Dan Hodges Music Nashville
At a time when sales for a majority of artists are slender compared to years before the digital age, New and inventive marketing techniques need to be in place to recoup lost revenue and future recoupment in a down market. This is an example of one idea I feel could change the grim horizon for Major and Independent labels at a time when it has all turned to a “singles” market.
Here is my $1.29 worth, or should I say $1.59 in a nutshell.
As a teenager I remember walking in to a big box store and purchasing a “single” CD for $3 and it had the current single and 2 album cuts on it. Before that I remember purchasing a “Single” Cassette which was sold with the “A” side as the current single and an album track as the “B” side.

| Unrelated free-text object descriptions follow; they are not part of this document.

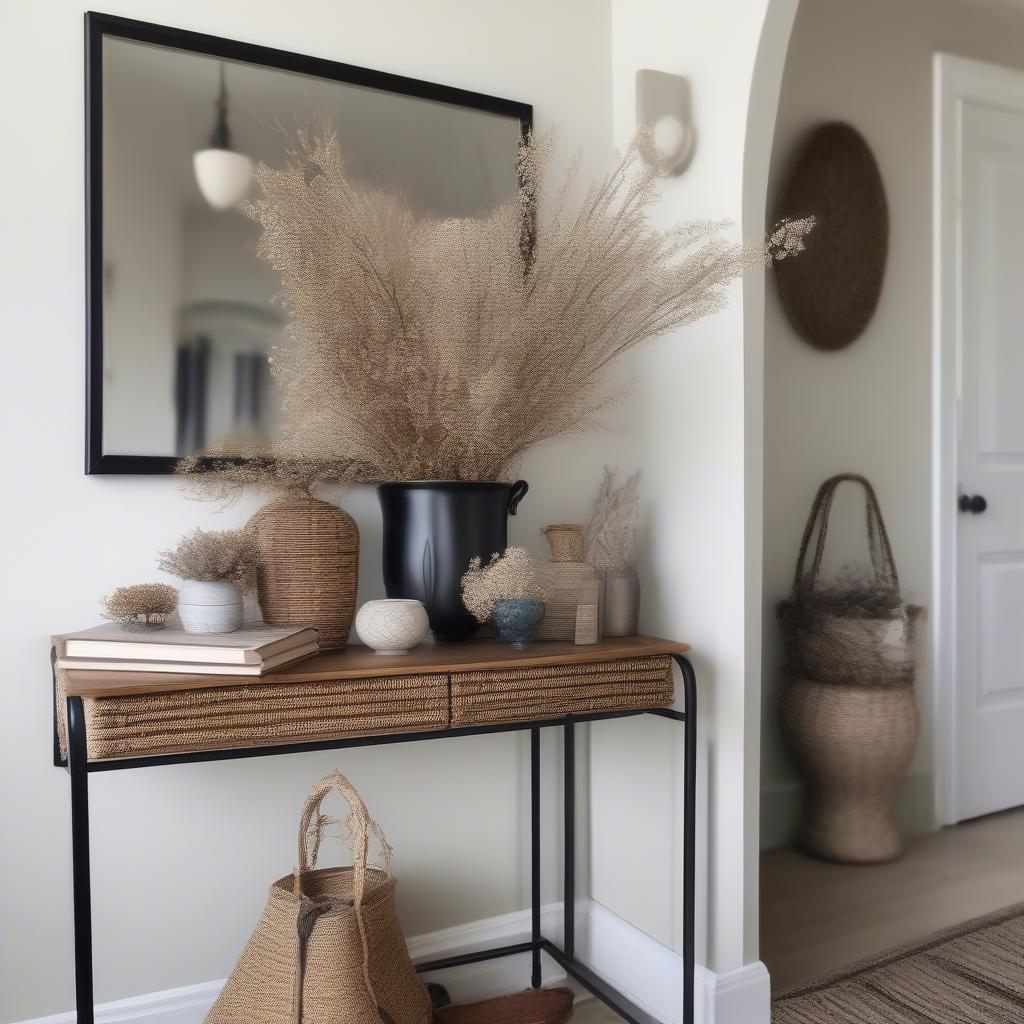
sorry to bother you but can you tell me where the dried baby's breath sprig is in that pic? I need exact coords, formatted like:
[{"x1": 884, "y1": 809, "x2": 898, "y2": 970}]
[
  {"x1": 586, "y1": 467, "x2": 641, "y2": 572},
  {"x1": 158, "y1": 528, "x2": 260, "y2": 590},
  {"x1": 461, "y1": 547, "x2": 547, "y2": 623},
  {"x1": 101, "y1": 583, "x2": 178, "y2": 629},
  {"x1": 242, "y1": 125, "x2": 814, "y2": 482}
]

Adapting these old habits and formulating them in to today’s market may bring a new horizon on the industry as whole including the consumer.
Consumers want more for their money and labels, distributors, publishers, and songwriters want more revenue for the services or products they produce. I feel adapting and packaging an A&B single to the digital download generation will produce more revenue and allow the consumer to get more bang for their buck.
The standard now is selling a digital single for $1.29, which is working well but there is still lost revenue off of the album cuts which most consumers won’t purchase due to CD sales become stagnant. What if we could change the way we market singles to an A&B side. If you packaged digital singles for $1.59 and included the single and one album track that the label knows won’t be singled at any point, it could generate money for that particular album track that never would have been purchased, and the best part is there would be little to no cost to the presenting label. I myself as a consumer would not have a problem buying the single for a higher price feeling that I am getting more for my money. The fans are also getting their hands on more tracks from that artist that wouldn’t normally purchase a complete record. This marketing would generate more income whether the label pushes 2 or 5 singles from any particular artist. But for those few artists that can push 5 singles off a record has now collectively sold more units as a whole.
I feel it could be a win-win for everyone. Most of all it could generate more revenue for those that are involved with producing and distributing records.